14 mai 2014

[Paix Liturgique] Trèves : de la « liturgie des classeurs » à la célébration de la forme extraordinaire chaque dimanche ou de nouvelles raisons de persévérer dans nos demandes auprès de nos pasteurs !

SOURCE - Paix Liturgique - Lettre 439 - 13 mai 2014

Récemment remis en lumière par le magazine Regina dans un dossier sur l’Allemagne catholique, le récit du retour de la messe traditionnelle à Trèves ne manque pas d’intérêt. C’est en fait en 2009 que le docteur Stefan Schilling a raconté sa découverte de la messe traditionnelle, et les longues et infatigables démarches accomplies pour en obtenir la célébration dans la ville qui partage, avec Argenteuil (Val-d'Oise, le privilège d’accueillir une relique de la Sainte Tunique du Christ.

Pour rendre ce témoignage plus vivant, nous vous le présentons sous forme d’entretien et le faisons suivre, comme à notre habitude, de nos réflexions.


I – LE TÉMOIGNAGE DU DOCTEUR SCHILLING (mai 2009)

Docteur Schilling, quand avez-vous connu la messe traditionnelle?
Dr. S. : J’ai grandi dans une famille catholique, dans les environs de Mayence. Comme je suis né en 1963, pendant le concile Vatican II, je crois n'avoir eu aucune expérience de la liturgie traditionnelle dans mon enfance. Mes souvenirs remontent à la nouvelle liturgie de Paul VI, que nous suivions en famille dans la paroisse locale.

Comme notre quartier avait été construit après-guerre, il n’y avait pas d’église et nous utilisions un local public pour les cérémonies.

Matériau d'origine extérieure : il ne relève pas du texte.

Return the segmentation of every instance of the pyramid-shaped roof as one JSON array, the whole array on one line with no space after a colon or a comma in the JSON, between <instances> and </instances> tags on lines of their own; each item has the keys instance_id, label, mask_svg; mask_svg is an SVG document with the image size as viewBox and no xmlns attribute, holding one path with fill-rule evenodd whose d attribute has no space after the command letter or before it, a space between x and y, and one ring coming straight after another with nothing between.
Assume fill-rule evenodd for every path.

Il n’y avait que des chaises et, bien entendu, rien pour s’agenouiller. On nous disait qu’il n’y avait pas d’argent disponible pour construire des églises dans le diocèse de Mayence (certains considéraient même qu’une église était inutile et qu’il valait mieux consacrer l’argent qu’elle coûterait au Tiers-Monde).

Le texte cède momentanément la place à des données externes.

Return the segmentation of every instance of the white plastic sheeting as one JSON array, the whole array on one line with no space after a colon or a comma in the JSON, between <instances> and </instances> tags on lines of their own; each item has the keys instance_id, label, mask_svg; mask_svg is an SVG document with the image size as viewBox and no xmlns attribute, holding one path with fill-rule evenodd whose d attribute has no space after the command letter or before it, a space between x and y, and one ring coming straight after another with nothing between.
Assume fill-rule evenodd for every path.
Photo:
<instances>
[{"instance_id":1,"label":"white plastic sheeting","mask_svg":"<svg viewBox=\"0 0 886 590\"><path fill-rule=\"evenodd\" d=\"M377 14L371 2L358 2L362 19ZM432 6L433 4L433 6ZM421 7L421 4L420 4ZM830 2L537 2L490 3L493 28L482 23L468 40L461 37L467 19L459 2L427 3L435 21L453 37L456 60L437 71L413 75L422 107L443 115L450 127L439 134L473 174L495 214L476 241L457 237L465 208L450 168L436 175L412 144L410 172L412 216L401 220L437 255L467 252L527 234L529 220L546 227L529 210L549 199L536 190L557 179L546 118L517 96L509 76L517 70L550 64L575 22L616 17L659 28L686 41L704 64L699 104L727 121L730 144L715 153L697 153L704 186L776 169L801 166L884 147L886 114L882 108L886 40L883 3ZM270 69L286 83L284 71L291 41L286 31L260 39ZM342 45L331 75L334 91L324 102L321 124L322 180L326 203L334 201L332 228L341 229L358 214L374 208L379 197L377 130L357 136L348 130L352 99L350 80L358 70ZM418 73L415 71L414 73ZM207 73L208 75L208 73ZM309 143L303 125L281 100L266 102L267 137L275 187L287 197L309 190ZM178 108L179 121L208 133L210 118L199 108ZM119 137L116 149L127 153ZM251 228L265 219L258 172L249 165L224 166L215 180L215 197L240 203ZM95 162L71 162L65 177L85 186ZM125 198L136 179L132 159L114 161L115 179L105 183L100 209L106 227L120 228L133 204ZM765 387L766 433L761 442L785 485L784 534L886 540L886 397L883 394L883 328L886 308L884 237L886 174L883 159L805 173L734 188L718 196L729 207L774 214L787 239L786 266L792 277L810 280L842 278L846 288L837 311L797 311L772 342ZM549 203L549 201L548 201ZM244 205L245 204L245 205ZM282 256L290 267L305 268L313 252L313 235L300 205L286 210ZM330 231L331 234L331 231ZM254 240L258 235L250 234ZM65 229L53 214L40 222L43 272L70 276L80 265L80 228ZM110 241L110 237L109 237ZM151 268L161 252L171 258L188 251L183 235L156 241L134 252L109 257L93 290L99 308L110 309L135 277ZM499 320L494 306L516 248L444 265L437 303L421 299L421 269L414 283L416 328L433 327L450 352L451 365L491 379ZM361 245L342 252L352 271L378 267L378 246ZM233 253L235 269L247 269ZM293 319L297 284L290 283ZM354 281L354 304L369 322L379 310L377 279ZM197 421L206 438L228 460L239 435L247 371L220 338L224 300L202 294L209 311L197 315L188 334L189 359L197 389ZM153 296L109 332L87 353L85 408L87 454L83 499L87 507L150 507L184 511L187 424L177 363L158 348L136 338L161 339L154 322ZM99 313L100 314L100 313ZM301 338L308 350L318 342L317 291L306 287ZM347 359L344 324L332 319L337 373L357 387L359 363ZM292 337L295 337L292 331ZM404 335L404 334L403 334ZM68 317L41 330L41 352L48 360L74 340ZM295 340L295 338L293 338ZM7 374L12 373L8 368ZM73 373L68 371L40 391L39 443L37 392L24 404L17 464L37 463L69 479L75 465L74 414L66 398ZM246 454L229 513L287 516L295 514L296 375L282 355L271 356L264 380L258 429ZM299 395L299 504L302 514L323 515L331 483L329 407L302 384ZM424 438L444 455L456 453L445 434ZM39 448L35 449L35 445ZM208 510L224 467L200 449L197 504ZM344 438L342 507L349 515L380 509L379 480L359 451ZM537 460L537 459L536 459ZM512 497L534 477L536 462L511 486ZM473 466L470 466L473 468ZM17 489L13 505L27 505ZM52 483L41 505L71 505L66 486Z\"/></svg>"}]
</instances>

Vers la fin des années 70, après les cours, je fréquentais les scouts catholiques et c’est là que j’ai été confronté pour la première fois à une activité post-conciliaire typiquement allemande que j’appelle "la liturgie des classeurs". La créativité liturgique était à l’ordre du jour et les classeurs servaient à recueillir toutes les idées susceptibles d’épicer la liturgie. Le principe était, j’imagine, d’encourager la participation des laïcs et de rendre la messe plus "pertinente". Je n’ai jamais entendu qui que ce soit, ni dans ma famille ni dans mon entourage, critiquer ces expériences. Il n’y avait tout simplement pas de notion de normes liturgiques, tout n’était que créativité et j'ai commencé à douter de la pertinence de ces manières de faire…
Comment s’est produit votre "déclic"?
Dr. S. : Peu à peu, j’ai commencé à m’interroger sur cette liturgie avec laquelle j’avais grandi. Il me semblait que les messes auxquelles je participais mettaient trop l’accent sur le prêtre et les laïcs impliqués dans la liturgie, et pas assez sur l’adoration. Comme si l’attention était détournée des principaux éléments de la Sainte Messe. On ne nous accordait qu’avec peine un moment de prière silencieuse pour exciter cette paix intérieure si importante au culte, alors que chaque instant du nouveau rite devait être rempli d’actions confinant même, parfois, à de l'activisme…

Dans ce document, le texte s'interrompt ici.